The history of Brooklyn, Charlotte’s Second Ward neighborhood and once one of the most thriving and vibrant Black communities in the Carolinas, reminds us of the consequences of urban renewal and what a community may lose in the name of progress and growth.
Join us for a discussion moderated by Mary Newsom, alongside Commissioner Mark Jerrell, Lindsey “Trey” Crumlin and Rev. Willie Keaton to explore the concept of Restorative Justice as we give voice to community members working to enact transparent, accountable, and sustainable projects to redress the history of discriminatory practices and policies.
If you do not understand the history that got us to this place, then you will not make a difference. We need to understand that history to ask the right questions and work towards change.
Meet the Panelists:
Mark Jerrell is a long-time resident of Mecklenburg County, serving his second term on the Mecklenburg Board of County Commissioners. His wife Whitney and two daughters, who he refers to as his “pride” and “joy”, have been the primary source of inspiration behind his public service efforts.
Mark is a proud veteran, having served in the United States Army Reserve and the North Carolina Army National Guard. He is a former Executive Committee member of the Black Political Caucus where he served as Chair of the Get out the Vote and Legislative committees and Co-Chair of the Economic Development committee. He was instrumental in the development of a scorecard to ensure accountability among local elected officials. He is also an active member of his church, Weeping Willow AME Zion, where he serves as a trustee.

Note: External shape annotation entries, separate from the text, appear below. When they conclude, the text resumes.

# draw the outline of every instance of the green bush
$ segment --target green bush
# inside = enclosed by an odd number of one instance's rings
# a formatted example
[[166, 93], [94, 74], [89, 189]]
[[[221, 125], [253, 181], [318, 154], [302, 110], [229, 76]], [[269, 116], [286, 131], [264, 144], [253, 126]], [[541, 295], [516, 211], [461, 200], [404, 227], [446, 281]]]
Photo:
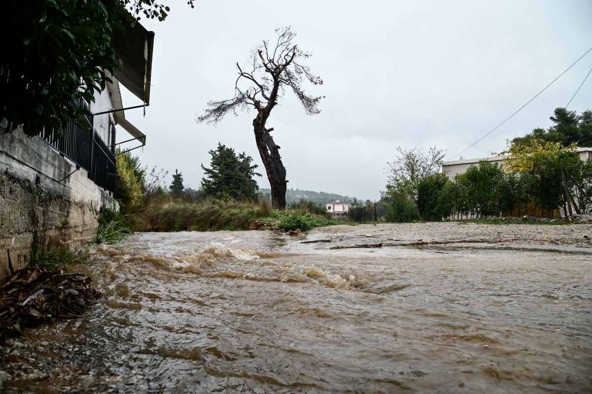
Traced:
[[96, 243], [114, 244], [133, 232], [121, 212], [105, 206], [102, 206], [99, 212]]
[[299, 214], [295, 212], [286, 212], [280, 216], [278, 227], [284, 231], [300, 230], [308, 231], [318, 225], [319, 219], [310, 214]]
[[381, 200], [385, 203], [384, 219], [394, 223], [408, 223], [420, 218], [415, 201], [393, 189], [382, 193]]
[[320, 215], [327, 218], [329, 217], [329, 214], [327, 212], [326, 207], [321, 206], [313, 201], [301, 199], [300, 201], [294, 201], [291, 203], [288, 207], [291, 209], [297, 211], [300, 213]]
[[436, 173], [420, 179], [417, 185], [417, 210], [423, 220], [439, 221], [450, 216], [452, 204], [443, 195], [451, 183], [445, 174]]

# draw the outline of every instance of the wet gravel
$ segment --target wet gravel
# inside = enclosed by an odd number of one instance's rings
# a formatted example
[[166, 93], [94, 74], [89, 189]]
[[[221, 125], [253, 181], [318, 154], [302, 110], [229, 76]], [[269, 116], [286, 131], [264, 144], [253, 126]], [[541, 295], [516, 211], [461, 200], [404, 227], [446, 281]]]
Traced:
[[331, 239], [333, 246], [483, 243], [592, 247], [592, 224], [481, 224], [459, 222], [362, 224], [316, 228], [309, 240]]

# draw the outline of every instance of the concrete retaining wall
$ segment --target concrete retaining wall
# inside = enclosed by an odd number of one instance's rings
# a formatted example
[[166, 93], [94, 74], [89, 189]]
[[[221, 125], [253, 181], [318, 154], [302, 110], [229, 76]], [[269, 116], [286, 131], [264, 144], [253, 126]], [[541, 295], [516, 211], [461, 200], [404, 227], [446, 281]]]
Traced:
[[[31, 260], [34, 243], [75, 251], [94, 241], [99, 209], [118, 209], [108, 192], [53, 148], [0, 125], [0, 283]], [[72, 173], [68, 176], [69, 174]], [[65, 178], [65, 179], [64, 179]], [[62, 180], [63, 179], [63, 180]]]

Professionally, he has worked for several fortune 500 companies as an Operations Manager and currently runs a Speech Therapy company with his sister. They have 2 locations and serve 21 counties throughout North Carolina. Mark holds a Bachelor’s degree in Political Science and an M.B.A.
Dr. Willie J. Keaton Jr As a Pastor, Willie J. Keaton Jr has always had a deep concern and a passion for serving those in the community, who were not able to advocate or speak for themselves. Pastor Keaton has a significant history of working with at-risk children and vulnerable adults. Dr. Keaton has been an advocate for justice, equality and ending mass incarceration of African Americans, being honored in Charlotte and Jersey City with NAACP Freedom Fund Award-Pastor Keaton is currently serving as Pastor of Mt. Olive Presbyterian Church and President of Restorative Justice CLT based in Charlotte N.C.. Pastor Keaton also graduated from Drew Theological Seminary, 2018 with a Doctorate in Ministry having written his project on the subject of “Discipleship in the Era of Mass Incarceration of African Americans.
Lindsey “Trey” Crumlin is a Consultant Relations at Principal Global Investors and currently serves as a board member for Restorative Justice CLT.
Mary Newsom is a lifelong newspaper journalist who spent several decades at The Charlotte Observer as an editorial board member and columnist, concentrating on Charlotte regional urban and suburban growth, planning, urban design, transportation and land preservation. She left the Observer and joined the UNC Charlotte Urban Institute in 2011. She had a year-long Nieman Fellowship at Harvard University 2007-08, and in 2005-06 was a Knight Fellow in Community Building at the University of Miami. Newsom retired from the institute in 2018 as Director of Urban Policy Initiatives, and is now a freelance writer in Charlotte.